Un pan entier de l’ouvrage est consacré à une analyse transdisciplinaire des relations internationales pour donner des pistes d’analyse de cybersécurité. Ainsi, les réponses aux cybermenaces sont abordées du point de vue des normes légales internationales. Les réponses légales qui peuvent être données par le gouvernement américain en cas d’attaques touchant ses infrastructures n’étant pas clairement identifiées, l’ouvrage propose des pistes juridiques vers lesquelles les normes pourraient évoluer. Ainsi, le gouvernement américain devrait s’appuyer légalement sur les conséquences des actions d’acteurs non étatiques pour mener ses opérations et dresser un cadre légal plus contraignant pour empêcher des opérations illégales dans son cyberespace.
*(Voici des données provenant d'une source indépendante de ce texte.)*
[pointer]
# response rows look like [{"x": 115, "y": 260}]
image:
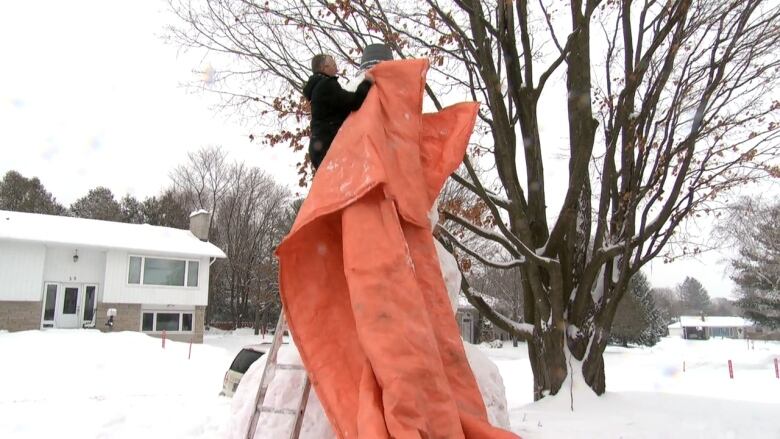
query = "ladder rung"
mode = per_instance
[
  {"x": 289, "y": 366},
  {"x": 278, "y": 411}
]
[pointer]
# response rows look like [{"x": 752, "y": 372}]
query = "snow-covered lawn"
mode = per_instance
[{"x": 85, "y": 384}]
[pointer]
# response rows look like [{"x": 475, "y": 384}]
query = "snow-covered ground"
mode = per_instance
[{"x": 85, "y": 384}]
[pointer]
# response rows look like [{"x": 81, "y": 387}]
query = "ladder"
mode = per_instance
[{"x": 271, "y": 366}]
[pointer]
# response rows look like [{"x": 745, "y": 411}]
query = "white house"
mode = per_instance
[
  {"x": 63, "y": 272},
  {"x": 704, "y": 327}
]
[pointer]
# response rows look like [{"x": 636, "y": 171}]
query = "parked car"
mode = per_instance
[{"x": 245, "y": 358}]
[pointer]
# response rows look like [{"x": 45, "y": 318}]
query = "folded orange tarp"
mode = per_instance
[{"x": 360, "y": 279}]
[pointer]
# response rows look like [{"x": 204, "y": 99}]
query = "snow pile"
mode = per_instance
[{"x": 284, "y": 390}]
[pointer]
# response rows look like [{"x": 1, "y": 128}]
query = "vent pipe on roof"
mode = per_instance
[{"x": 199, "y": 224}]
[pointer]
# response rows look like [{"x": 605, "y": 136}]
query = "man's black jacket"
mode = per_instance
[{"x": 330, "y": 106}]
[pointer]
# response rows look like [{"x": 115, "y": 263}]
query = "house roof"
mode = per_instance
[
  {"x": 715, "y": 321},
  {"x": 64, "y": 230}
]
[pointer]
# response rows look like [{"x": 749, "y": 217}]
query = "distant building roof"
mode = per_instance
[
  {"x": 65, "y": 230},
  {"x": 714, "y": 321},
  {"x": 464, "y": 303}
]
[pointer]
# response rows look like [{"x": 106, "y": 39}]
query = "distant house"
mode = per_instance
[
  {"x": 468, "y": 319},
  {"x": 64, "y": 272},
  {"x": 704, "y": 327}
]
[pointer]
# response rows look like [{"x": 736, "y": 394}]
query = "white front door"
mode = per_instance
[{"x": 68, "y": 306}]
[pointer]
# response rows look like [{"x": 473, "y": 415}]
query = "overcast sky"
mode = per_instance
[{"x": 90, "y": 95}]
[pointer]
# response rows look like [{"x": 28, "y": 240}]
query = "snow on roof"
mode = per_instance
[
  {"x": 714, "y": 321},
  {"x": 464, "y": 303},
  {"x": 64, "y": 230}
]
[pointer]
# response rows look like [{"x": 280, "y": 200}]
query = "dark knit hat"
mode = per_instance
[{"x": 373, "y": 54}]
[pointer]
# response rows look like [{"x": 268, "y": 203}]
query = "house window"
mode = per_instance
[
  {"x": 192, "y": 273},
  {"x": 162, "y": 271},
  {"x": 158, "y": 321},
  {"x": 134, "y": 274},
  {"x": 147, "y": 324},
  {"x": 51, "y": 300},
  {"x": 168, "y": 272}
]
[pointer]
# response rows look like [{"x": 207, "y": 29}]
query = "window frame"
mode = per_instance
[
  {"x": 143, "y": 264},
  {"x": 154, "y": 313}
]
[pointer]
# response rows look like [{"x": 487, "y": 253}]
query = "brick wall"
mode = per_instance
[
  {"x": 20, "y": 316},
  {"x": 128, "y": 318}
]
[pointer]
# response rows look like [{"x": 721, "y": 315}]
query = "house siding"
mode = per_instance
[
  {"x": 20, "y": 315},
  {"x": 90, "y": 267},
  {"x": 21, "y": 272},
  {"x": 117, "y": 290}
]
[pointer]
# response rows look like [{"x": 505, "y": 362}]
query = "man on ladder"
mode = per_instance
[{"x": 331, "y": 105}]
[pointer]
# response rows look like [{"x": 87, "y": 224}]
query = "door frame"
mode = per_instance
[{"x": 59, "y": 319}]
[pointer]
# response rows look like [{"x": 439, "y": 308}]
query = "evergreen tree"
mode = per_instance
[
  {"x": 131, "y": 210},
  {"x": 99, "y": 204},
  {"x": 22, "y": 194},
  {"x": 166, "y": 210},
  {"x": 694, "y": 297},
  {"x": 757, "y": 269},
  {"x": 637, "y": 320}
]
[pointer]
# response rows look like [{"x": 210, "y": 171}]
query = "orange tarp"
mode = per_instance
[{"x": 360, "y": 279}]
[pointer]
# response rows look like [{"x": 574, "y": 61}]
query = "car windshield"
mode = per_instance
[{"x": 244, "y": 359}]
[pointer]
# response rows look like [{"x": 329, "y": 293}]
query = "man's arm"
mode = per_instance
[{"x": 348, "y": 100}]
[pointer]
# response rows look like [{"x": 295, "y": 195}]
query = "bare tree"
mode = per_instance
[
  {"x": 249, "y": 224},
  {"x": 674, "y": 111}
]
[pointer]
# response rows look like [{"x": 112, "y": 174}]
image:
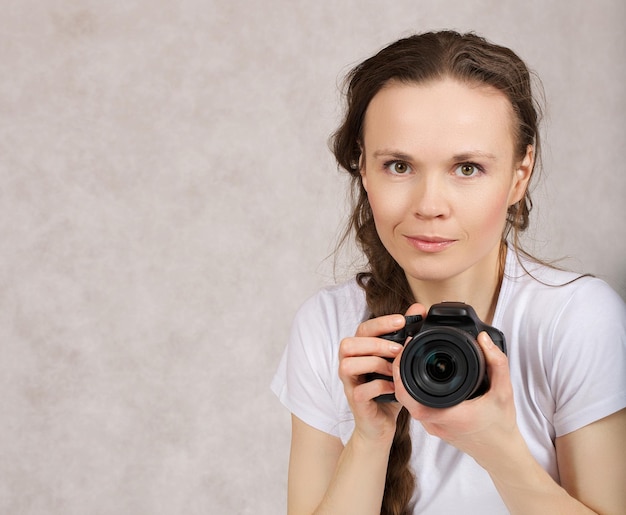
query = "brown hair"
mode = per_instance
[{"x": 418, "y": 59}]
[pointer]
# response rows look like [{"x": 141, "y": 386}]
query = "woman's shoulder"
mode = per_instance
[
  {"x": 337, "y": 309},
  {"x": 548, "y": 291}
]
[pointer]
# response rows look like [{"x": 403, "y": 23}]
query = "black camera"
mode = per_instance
[{"x": 443, "y": 365}]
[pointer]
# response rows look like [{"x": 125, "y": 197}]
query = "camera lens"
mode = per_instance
[{"x": 440, "y": 366}]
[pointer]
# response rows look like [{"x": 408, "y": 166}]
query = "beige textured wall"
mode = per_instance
[{"x": 167, "y": 201}]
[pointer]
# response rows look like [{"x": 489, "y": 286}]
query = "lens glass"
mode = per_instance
[{"x": 440, "y": 366}]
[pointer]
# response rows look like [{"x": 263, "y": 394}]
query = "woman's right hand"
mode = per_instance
[{"x": 367, "y": 353}]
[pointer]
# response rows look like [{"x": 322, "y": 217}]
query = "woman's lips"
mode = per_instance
[{"x": 430, "y": 243}]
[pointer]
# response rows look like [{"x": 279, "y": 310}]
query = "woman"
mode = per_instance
[{"x": 441, "y": 139}]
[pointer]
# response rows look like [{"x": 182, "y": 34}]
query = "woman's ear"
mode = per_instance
[{"x": 523, "y": 172}]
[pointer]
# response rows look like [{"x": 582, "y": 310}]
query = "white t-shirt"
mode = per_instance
[{"x": 567, "y": 355}]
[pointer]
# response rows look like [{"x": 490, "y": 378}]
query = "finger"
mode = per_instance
[
  {"x": 497, "y": 362},
  {"x": 357, "y": 367},
  {"x": 416, "y": 309},
  {"x": 370, "y": 346},
  {"x": 381, "y": 325},
  {"x": 370, "y": 390}
]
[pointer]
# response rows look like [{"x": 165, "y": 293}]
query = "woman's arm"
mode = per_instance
[
  {"x": 325, "y": 477},
  {"x": 592, "y": 463},
  {"x": 592, "y": 460}
]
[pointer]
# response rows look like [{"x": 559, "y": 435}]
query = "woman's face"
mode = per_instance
[{"x": 440, "y": 172}]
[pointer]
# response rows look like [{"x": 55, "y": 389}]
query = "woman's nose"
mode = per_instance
[{"x": 430, "y": 198}]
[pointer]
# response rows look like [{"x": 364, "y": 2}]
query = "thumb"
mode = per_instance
[{"x": 496, "y": 360}]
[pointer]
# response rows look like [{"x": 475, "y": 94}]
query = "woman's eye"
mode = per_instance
[
  {"x": 398, "y": 167},
  {"x": 467, "y": 170}
]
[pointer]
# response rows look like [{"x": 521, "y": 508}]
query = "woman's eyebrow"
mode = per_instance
[
  {"x": 396, "y": 154},
  {"x": 474, "y": 154}
]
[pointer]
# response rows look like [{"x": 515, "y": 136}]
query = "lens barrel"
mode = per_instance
[{"x": 441, "y": 367}]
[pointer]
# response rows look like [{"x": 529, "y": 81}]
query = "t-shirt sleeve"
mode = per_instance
[
  {"x": 588, "y": 373},
  {"x": 305, "y": 381}
]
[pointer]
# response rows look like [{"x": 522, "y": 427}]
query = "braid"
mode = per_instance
[
  {"x": 387, "y": 291},
  {"x": 400, "y": 482}
]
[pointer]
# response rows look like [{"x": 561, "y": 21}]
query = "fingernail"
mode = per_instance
[
  {"x": 398, "y": 320},
  {"x": 395, "y": 347}
]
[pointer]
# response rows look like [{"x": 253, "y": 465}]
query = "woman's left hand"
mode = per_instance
[{"x": 481, "y": 427}]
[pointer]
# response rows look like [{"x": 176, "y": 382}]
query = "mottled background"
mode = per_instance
[{"x": 167, "y": 201}]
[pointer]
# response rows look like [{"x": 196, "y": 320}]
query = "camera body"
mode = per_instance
[{"x": 442, "y": 364}]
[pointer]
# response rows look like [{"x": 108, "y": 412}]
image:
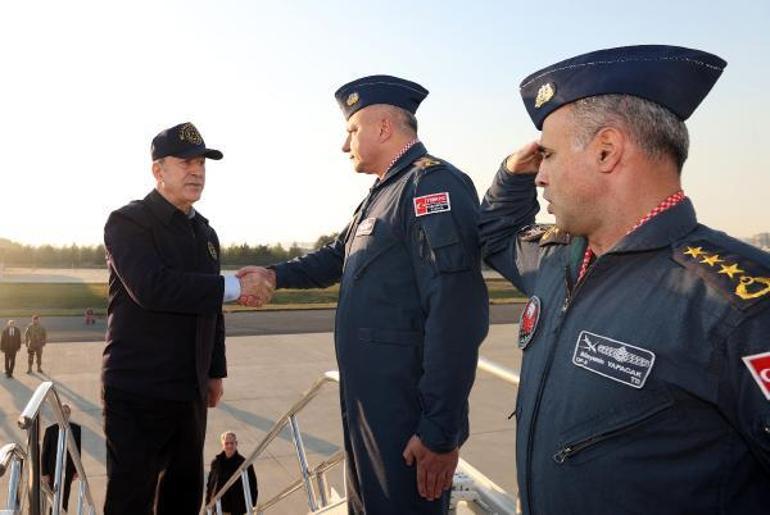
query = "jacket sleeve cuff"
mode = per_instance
[{"x": 434, "y": 438}]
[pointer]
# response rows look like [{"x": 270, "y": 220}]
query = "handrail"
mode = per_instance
[
  {"x": 328, "y": 377},
  {"x": 29, "y": 420},
  {"x": 499, "y": 371}
]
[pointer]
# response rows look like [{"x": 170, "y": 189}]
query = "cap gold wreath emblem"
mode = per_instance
[
  {"x": 188, "y": 132},
  {"x": 352, "y": 99},
  {"x": 544, "y": 94}
]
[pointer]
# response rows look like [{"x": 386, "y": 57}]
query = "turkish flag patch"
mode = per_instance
[
  {"x": 433, "y": 203},
  {"x": 759, "y": 366}
]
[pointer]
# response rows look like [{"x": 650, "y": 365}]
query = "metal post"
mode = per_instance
[
  {"x": 13, "y": 485},
  {"x": 58, "y": 481},
  {"x": 33, "y": 447},
  {"x": 323, "y": 488},
  {"x": 300, "y": 448},
  {"x": 246, "y": 490},
  {"x": 81, "y": 494}
]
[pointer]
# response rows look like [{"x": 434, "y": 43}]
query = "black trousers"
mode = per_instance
[
  {"x": 10, "y": 362},
  {"x": 154, "y": 454}
]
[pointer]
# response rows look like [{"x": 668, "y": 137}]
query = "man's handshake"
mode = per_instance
[{"x": 257, "y": 285}]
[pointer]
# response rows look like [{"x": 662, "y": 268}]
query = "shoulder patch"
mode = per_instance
[
  {"x": 426, "y": 162},
  {"x": 545, "y": 234},
  {"x": 744, "y": 281}
]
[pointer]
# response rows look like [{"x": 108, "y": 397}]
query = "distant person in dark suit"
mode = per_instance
[
  {"x": 225, "y": 464},
  {"x": 48, "y": 457},
  {"x": 10, "y": 343}
]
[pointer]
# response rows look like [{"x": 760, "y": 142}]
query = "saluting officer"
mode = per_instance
[
  {"x": 645, "y": 385},
  {"x": 165, "y": 355},
  {"x": 412, "y": 308}
]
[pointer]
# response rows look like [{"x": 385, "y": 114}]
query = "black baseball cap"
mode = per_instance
[{"x": 182, "y": 141}]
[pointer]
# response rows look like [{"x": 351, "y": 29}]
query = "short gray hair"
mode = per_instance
[{"x": 656, "y": 130}]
Plus classiquement, certains contributeurs tentent d’apporter une expertise sur l’adaptation des techniques de dissuasion militaire pour répondre aux cybermenaces du nouveau millénaire. Toutefois, un véritable changement dans l’approche militaire traditionnelle s’opère, notamment en raison de la difficulté à définir l’objet, ce qui complique l’évaluation de l’efficacité des politiques mises en place. En conséquence, plusieurs auteurs proposent des pistes de solution qui vont au-delà de la simple question militaire dans un contexte de guerre asymétrique en évoquant la place grandissante de l’innovation dans l’adoption de mesures adaptées, en regardant, pour l’armée américaine, les politiques innovatrices mises en place par de grands groupes privés. Dans cette mesure, ils tentent des approches de plus en plus originales pour lutter contre les menaces en s’appuyant par exemple sur l’essor du « big data », mais aussi en s’inspirant des techniques de lutte contre les épidémies. En lien avec les tendances politiques actuelles, Damien Van Puyvelde rappelle l’importance des partenariats publics-privés pour répondre aux menaces posées aux deux parties, qui partagent parfois les mêmes systèmes d’information, puisque le secteur privé peut être fournisseur du secteur public, dans l’objectif de coordonner au mieux les actions.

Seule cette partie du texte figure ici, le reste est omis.